The studio audience erupted with laughter, reinforcing the live nature of Martin’s series and spurring Rickles to further improvise. “Isn’t this fun, Roy, you’re staying up with the grownups!” he jested, before baiting Rogers one more time. “You got a lot of good lines coming up, Roy. I’ll make you feel at home, ok?” Rickles continued, going on to impersonate a horse snort.
The whole bit ends with Rickles crawling atop the bar and a misfire of a duel between Martin and Rogers, who train their guns on the pesky barkeep. Naturally, Rickles let them know their aim isn’t true: “You’re shooting me in the leg, dummy!”
You will notice no foul language was used by the trio of stars. This brand of talent doesn’t need to be crass, and as Rickles said in 2009, his type of “insult” comedy comes from a place of love. “I’ve never been mean-spirited,” he said. “Everything I do, I do from my heart, and to prove it after 55 years I’m still headlining around the country, thank God….it proves if you do something and you do it with taste and in fun…people respond in kind.”

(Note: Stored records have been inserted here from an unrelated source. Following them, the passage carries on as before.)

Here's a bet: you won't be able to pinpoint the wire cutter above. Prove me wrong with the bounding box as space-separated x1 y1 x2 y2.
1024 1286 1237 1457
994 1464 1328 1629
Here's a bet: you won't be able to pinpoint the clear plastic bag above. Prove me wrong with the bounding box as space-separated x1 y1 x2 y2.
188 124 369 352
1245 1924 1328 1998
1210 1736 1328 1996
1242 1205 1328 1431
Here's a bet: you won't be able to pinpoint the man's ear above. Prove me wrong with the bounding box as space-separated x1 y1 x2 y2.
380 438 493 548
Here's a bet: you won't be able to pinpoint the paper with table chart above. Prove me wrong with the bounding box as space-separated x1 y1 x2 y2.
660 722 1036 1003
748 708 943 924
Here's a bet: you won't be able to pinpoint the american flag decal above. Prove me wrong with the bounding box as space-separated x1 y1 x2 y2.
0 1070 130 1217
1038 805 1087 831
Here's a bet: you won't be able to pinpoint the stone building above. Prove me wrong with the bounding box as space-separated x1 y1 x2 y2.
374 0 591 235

Don Rickles had a long friendship with Frank Sinatra. In fact, after Sinatra died, Rickles told Charlie Rose that the legendary crooner had orchestrated what amounted to the “highlight” of Rickles’s career. “The highlight, the highlight of my career, Charlie, is when you say backstage and show biz, believe it or not, is when Frank Sinatra had me at the Ronald Reagan second inaugural,” he recalled. “That was the biggest treat of my life.”
The funnyman went on to explain that Sinatra got some blowback from Reagan’s advisers, who weren’t on board with giving the comedian the headline job. According to Rickles, Sinatra told Reagan’s advisers, “You don’t have Rickles, you don’t have me.” When Rickles got to the dressing room at the Kennedy Center, the same advisers were nervous about the comic going off-script, asking Sinatra, “What is he going to say?”
“He’s going to say whatever he wants,” Sinatra informed Reagan’s advisers, Rickles claimed. “I was so proud of that moment,” Rickles added. The great friendship between Sinatra and Rickles began thanks to the comic’s mother who approached Frank’s mother, requesting her famous son’s attendance at Rickles’s show. At the time, Don Rickles was a struggling stand-up comedian at a small club in Florida.
“So, Frank walks in one night, unbeknownst to me,” Rickles said, adding that Sinatra was accompanied by his “mafioso-type” bodyguards. “So, I said, ‘Frank God bless you. Why don’t you stand up, be yourself, and hit someone?'” Rickles declared. “Well, he laughed his fanny off, and his guys were like, ‘Is that funny Frank?’ Had he not laughed, Billy Graham would be looking for me,” the funnyman added while gesturing that he would have taken a beating. Sinatra’s mafia connections were well known, and Rickles took a chance to poke fun at that reality. They were friends for over 50 years, and Rickles was eventually a pallbearer at Sinatra’s funeral in 1998.